Ruby, Berlusconi condannato a 7 anni e interdizione perpetua

di Antonio Taglialatela

 MILANO. Silvio Berlusconi
è stato condannato a 7 anni e interdizione perpetua dai pubblici uffici. Un
anno in più, dunque, secondo quanto aveva chiesto l’accusa, imputato per
concussione e prostituzione minorile nel processo Ruby. Ovviamente si tratta del primo grado di giudizio. Ora ci si
avvia all’appello.

Condannato, dunque, per entrambi i reati. Secondo l’accusa, l’ex premier avrebbe avuto rapporti sessuali a pagamento con la marocchina Ruby durante i presunti festini hard nella villa di Arcore, pur essendo consapevole che all’epoca la ragazza fosse minorenne. E successivamente, per nascondere i fatti, avrebbe fatto pressione sui funzionari della questura di Milano, tramite la famosa telefonata che fece nella notte tra il 27 e il 28 maggio del 2010, asserendo che Ruby fosse la “nipote di Mubarak”.

Ad Arcore, sostengono i magistrati milanesi, ci sarebbe stato un “sistema prostituivo” gestito da Lele Mora, Emilio Fede e Nicole Minetti, a loro volta imputati in un processo satellite, allo scopo di soddisfare i “piaceri sessuali” del Cavaliere.

La tesi della difesa, invece, parla di “cene eleganti e normali”, lontane dagli scenari disegnati dagli inquirenti. Lo stesso Berlusconi ha più volte confermato di non aver mai avuto rapporti intimi con Ruby, che anche la ragazza ha sempre negato, e spiegato in più occasioni di non essere mai stato a conoscenza della vera età della marocchina e di averla scoperta solo dopo l’episodio del suo fermo in questura, quando fu accusata da una sua amica di averle rubato dei soldi nell’appartamento che condividevano.

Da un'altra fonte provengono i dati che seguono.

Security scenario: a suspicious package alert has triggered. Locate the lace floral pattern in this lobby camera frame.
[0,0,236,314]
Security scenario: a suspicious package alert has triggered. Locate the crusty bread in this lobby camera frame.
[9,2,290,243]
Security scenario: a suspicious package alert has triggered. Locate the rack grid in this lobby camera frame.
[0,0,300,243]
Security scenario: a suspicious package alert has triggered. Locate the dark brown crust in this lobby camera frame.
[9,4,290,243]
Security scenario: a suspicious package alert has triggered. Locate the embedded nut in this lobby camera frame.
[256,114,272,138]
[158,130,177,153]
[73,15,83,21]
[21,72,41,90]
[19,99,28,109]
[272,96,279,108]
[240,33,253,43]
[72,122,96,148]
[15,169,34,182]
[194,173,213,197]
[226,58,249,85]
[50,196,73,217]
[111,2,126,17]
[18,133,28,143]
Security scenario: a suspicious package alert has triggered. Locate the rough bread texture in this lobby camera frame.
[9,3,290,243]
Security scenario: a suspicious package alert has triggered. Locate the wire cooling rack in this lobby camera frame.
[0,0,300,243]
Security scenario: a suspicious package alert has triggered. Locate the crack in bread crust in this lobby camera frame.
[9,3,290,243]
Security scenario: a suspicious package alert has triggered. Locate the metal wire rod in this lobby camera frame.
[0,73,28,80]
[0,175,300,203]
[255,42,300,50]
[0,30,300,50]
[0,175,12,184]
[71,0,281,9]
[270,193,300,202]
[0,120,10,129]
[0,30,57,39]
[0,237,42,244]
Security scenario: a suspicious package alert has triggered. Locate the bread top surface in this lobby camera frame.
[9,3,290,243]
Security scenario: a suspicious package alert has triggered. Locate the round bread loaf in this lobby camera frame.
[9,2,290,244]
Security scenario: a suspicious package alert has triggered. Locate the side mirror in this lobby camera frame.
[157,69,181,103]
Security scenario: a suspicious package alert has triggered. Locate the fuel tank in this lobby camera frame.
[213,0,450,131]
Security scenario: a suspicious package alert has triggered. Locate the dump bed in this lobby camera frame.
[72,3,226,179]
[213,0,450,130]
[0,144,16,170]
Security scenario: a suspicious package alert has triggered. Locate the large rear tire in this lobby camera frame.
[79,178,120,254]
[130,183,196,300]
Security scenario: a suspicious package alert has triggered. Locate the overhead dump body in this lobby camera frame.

Quella telefonata ai funzionari della Questura, ha spiegato Berlusconi, fu fatta “solo per evitare un incidente diplomatico”, nella convinzione che la ragazza fosse la nipote dell’ex presidente egiziano, e non per “coprire”, come accusano i pm, i festini a luci rosse. Una tesi, quest’ultima, che l’accusa ha rafforzato portando in aula intercettazioni, tabulati telefonici, prove documentali come quelle che attestano i bonifici arrivati alle ragazze dal conto di Berlusconi e, in più, le testimonianze chiave delle cosiddette “pentite del bunga-bunga” e del pm minorile Anna Maria Fiorillo che la sera del fermo di Ruby ordinò, invano, il suo trasferimento in una casa di accoglienza.

Da parte sua, la difesa del leader del Pdl ha valorizzato, oltre a quella di Ruby, le deposizioni del capo di Gabinetto della questura Piero Ostuni e dell’allora commissario Giorgia Iafrate, ma anche le dichiarazioni di molte “fedelissime”, e di alcuni personaggi del suo partito, come le ex ministre Mara Carfagna e Maria Stella Gelmini.

Berlusconi attenderà la sentenza nella sua villa di Arcore. Martedì rientrerà a Roma, dove lo attendono due appuntamenti di partito: nel pomeriggio sono convocati i gruppi parlamentari, mercoledì mattina la direzione nazionale del Pdl a via dell’Umiltà.

L’umore del Cavaliere non è dei migliori, anzi si dimostra pessimista: “Tanto già so come finisce, finisce male. Io non ho fatto nulla, niente di male, questo processo non sta né in cielo né in terra, ma siccome vogliono farmi fuori dalla scena politica, approfitteranno anche di questa occasione”, avrebbe confidato a qualche membro del suo entourage.

Il clima è pesante e un’eventuale sentenza negativa potrebbe compromettere la tenuta del governo trasversale guidato da Letta, anche se sia Berlusconi che l’intero Pdl negano ogni relazione tra le vicende giudiziarie dell’ex premier e le sorti dell’esecutivo.